- Born: 1841 Centre County, Pennsylvania, U.S.
- Died: September 30, 1907 (aged 65–66) McAlisterville, Pennsylvania, U.S.
- Place of burial: Lost Creek Presbyterian Cemetery, McAlisterville, Pennsylvania
- Allegiance: United States
- Branch: United States Army Union Army
- Service years: 1862–1865
- Rank: Private
- Unit: Company B, 148th Regiment Pennsylvania Volunteer Infantry
- Conflicts: American Civil War
- Awards: Medal of Honor

= Robert W. Ammerman =

American soldier who received the Medal of Honor

Robert Wesley Ammerman (1841 – September 30, 1907) was an American soldier who received the Medal of Honor for valor during the American Civil War.

==Biography==
Ammerman joined the 148th Pennsylvania Infantry from Milesburg, Pennsylvania, in August 1862. While performing his MOH action, he suffered the loss of his right leg, and was discharged due to his wounds in May 1865. He died on September 30, 1907, and was laid to rest in the Lost Creek Presbyterian Cemetery in McAlisterville, Pennsylvania.
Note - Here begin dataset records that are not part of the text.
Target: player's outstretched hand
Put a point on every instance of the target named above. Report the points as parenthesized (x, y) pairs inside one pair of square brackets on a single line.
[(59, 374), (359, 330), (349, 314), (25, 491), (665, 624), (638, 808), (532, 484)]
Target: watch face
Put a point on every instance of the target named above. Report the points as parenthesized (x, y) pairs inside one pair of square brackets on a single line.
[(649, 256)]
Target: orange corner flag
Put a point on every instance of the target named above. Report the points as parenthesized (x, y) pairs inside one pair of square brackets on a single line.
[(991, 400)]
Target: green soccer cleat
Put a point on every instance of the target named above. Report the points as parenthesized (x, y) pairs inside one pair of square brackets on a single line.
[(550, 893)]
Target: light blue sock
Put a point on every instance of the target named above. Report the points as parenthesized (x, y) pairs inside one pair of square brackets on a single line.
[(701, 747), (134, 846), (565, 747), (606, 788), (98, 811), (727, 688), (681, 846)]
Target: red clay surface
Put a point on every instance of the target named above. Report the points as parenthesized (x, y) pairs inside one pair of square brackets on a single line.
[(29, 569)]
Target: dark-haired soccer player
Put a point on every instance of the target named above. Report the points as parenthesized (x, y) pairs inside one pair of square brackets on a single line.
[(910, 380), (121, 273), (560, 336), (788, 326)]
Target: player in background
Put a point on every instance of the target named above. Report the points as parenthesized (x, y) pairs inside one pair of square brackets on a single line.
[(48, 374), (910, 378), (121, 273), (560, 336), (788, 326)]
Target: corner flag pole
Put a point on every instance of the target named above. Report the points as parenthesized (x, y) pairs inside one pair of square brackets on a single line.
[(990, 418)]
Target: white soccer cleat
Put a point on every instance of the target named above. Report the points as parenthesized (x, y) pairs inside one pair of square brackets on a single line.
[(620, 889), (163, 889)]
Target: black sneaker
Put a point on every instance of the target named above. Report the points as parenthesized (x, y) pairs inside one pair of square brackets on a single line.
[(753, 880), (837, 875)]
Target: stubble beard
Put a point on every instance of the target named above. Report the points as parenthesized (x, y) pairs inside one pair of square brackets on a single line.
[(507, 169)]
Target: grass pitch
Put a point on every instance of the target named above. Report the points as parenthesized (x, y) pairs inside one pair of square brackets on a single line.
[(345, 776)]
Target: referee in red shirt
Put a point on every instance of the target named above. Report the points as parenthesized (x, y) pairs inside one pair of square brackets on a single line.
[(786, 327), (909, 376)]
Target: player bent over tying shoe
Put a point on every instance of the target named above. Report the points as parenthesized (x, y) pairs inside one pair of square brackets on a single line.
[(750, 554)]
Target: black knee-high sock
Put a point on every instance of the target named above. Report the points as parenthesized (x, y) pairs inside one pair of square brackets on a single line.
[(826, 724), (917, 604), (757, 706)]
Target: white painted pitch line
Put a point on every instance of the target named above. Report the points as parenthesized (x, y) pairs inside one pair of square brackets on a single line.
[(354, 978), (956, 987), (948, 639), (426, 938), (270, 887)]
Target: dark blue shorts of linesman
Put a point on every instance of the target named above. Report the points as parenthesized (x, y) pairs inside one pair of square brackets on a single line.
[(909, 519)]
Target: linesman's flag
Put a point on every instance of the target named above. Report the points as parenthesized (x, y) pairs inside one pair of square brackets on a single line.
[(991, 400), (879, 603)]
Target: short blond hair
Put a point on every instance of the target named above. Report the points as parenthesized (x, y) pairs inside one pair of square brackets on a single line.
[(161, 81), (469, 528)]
==Medal of Honor citation==
Citation:

The President of the United States of America, in the name of Congress, takes pleasure in presenting the Medal of Honor to Private Robert Wesley Ammerman, United States Army, for extraordinary heroism on 12 May 1864, while serving with Company B, 148th Pennsylvania Infantry, in action at Spotsylvania, Virginia, for capture of battle flag of 8th North Carolina (Confederate States of America), being one of the foremost in the assault.